Three Tips For Catching More Snapper

Tips & Tricks


While our weekdays are spent perfecting Tradify our weekends are often about fishing and like every fisherman we  want to bring home a decent haul.


The target species for this time of year is Snapper and like most things, successful snapper angling can come down to a few important and often overlooked factors. Reflecting on some of the things that have helped us catch more fish, here are some essential tips for landing more snapper.

1. Timing is everything

While you could just load up the dingy and try your luck, a well-thought-out strategy is crucial when looking to successfully target snapper.

Every year between October and December as the seasons shift, large schools of snapper move from more balanced water temperatures  closer inshore to channels, harbours and estuaries. The migration allows the Snapper to feed on shellfish and worm beds and get in prime condition before spawning. This migration means the ideal time to target Snapper is late Spring and early Summer as they are hungry and aggressive.

In addition to the added benefit of missing the increase in marine activity during the day, the glaring sunlight and searing heat getting out of bed early is pivotal for bringing in a larger catch; fishing into the evening will also increase your chances of putting dinner on the table. Times of low light can be optimal for hauling in snapper, as they enter shallow water to feed and prefer muted light for camouflage. As much as it aches, getting out of bed early can make a helluva difference. 

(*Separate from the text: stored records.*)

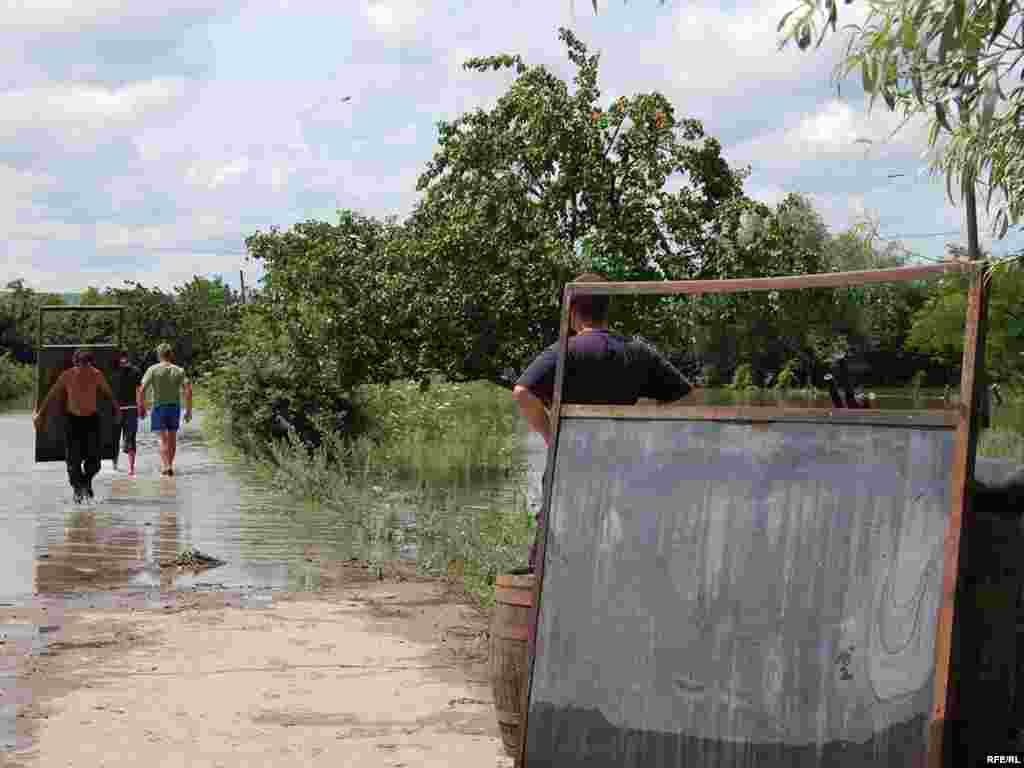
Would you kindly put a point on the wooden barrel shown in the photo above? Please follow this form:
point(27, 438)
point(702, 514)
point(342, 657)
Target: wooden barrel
point(509, 632)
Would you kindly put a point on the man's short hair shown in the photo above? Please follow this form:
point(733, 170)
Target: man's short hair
point(83, 357)
point(592, 308)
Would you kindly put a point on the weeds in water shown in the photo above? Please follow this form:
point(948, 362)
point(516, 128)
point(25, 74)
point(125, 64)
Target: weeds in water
point(1001, 443)
point(441, 469)
point(15, 379)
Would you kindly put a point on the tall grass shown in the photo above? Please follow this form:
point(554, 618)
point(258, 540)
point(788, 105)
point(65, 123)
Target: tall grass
point(450, 432)
point(15, 379)
point(450, 453)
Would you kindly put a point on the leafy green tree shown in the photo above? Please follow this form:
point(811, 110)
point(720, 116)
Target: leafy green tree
point(938, 326)
point(950, 60)
point(332, 292)
point(549, 182)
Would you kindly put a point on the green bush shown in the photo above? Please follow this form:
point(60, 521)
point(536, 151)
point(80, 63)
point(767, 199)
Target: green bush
point(788, 377)
point(711, 376)
point(743, 378)
point(15, 379)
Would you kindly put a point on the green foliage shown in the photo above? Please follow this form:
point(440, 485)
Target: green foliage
point(788, 377)
point(938, 326)
point(336, 298)
point(548, 183)
point(445, 432)
point(918, 383)
point(711, 376)
point(742, 379)
point(15, 379)
point(951, 61)
point(195, 318)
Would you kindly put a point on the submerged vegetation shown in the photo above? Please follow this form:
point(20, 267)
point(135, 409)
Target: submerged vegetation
point(441, 469)
point(15, 378)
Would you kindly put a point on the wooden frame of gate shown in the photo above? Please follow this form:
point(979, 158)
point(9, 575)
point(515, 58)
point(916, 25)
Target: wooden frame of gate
point(964, 418)
point(43, 387)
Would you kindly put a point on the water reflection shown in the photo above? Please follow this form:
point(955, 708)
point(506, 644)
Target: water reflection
point(137, 525)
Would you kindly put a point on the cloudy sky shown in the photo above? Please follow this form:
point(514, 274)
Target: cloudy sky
point(145, 140)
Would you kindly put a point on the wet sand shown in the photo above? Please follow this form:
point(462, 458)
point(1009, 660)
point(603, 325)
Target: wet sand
point(371, 673)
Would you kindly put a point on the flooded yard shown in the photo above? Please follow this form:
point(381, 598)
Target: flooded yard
point(318, 624)
point(68, 572)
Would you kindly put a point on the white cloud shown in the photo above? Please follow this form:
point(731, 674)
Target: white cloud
point(837, 131)
point(219, 174)
point(397, 20)
point(46, 15)
point(79, 116)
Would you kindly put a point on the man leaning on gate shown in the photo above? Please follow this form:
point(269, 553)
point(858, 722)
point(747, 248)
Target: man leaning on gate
point(602, 368)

Tides are just as important. A general rule of thumb is to steer clear of slack tide, unless you’re targeting other deep water species. Snapper love consistent currents, becoming more active to feed with the disturbed seabed. The better the current, the better the fishing. Upcoming tides can be checked in your local newspaper or online.

2. Getting the best rig

Although snapper are widely considered to be a bottom-dwelling species, the fish are also known to spend time in mid-to-upper water levels, particularly large snapper while hunting. The upside to such a mobile lifestyle means it’s possible to catch snapper on a variety of rigs.

The supreme rigs for enticing snapper are your basic strayline and multiple-hook dropper rigs. When fishing in shallow water, a strayline can be highly effective with a light sinker enough to weigh you down, or even nothing at all so the bait can drift naturally with the current into reefs and weed beds where snapper typically congregate. This rig is also a good option if looking to target larger snapper; by letting the current run the long line away you’ll bypass competitive smaller fish that typically snap at bait directly below.

Dropper rigs allow the option of including multiple hooks connected to one main line. When rigging dropper loops, the lowest hook should be to be at least 200-300mm off the seabed with the next at least double the distance higher to keep the bait in full view of the snapper. 

As well as being easier to operate, a light line will also increase your chances, with fish not being able to see the line. Before casting be sure to check your hooks to make sure they’re not bent or dull. 


3. Choosing the right bait

As well as the versatility of rigs, several options can be used for snapper bait - they’re opportunistic and not fussy eaters. In the outset deploying a berley trail with a dive weight is a must to draw snapper out of difficult terrain or structures and draw them in your direction. 

Soft baits are very effective with snapper. Rigging soft baits with as much room to move as possible will make a big difference and give better results. Casting up current allows the soft bait to slowly drift down through the water column to the bottom. Snapper tend to strike on the drop to the seabed so lightly jigging every on the drift is also beneficial. Carrying a variety of shapes, sizes, colours and scents allows you to cover your bases if the fish are reluctant to take a particular lure. 

Fresh bait is always a good approach over frozen which can easily be torn clean off the hook by aggressive fish. Snapper can’t resist yellowtail mackerel, the rich concentration of blood and oil drives them crazy. As well as eating them live, snapper will also take their chances when they’re served dead, whole, butterflied or stripped. Other proven snapper baits include your classic fresh pilchards, whole squid, blood-soaked and smelly skipjack tuna, mullet and shellfish. Live baits can be used if looking to attract larger fish.

Hopefully there was something in there that was of use but feel free to add a comment with your tips or tricks, specially if you’re a self taught Bill Hohepa type extraordinaire.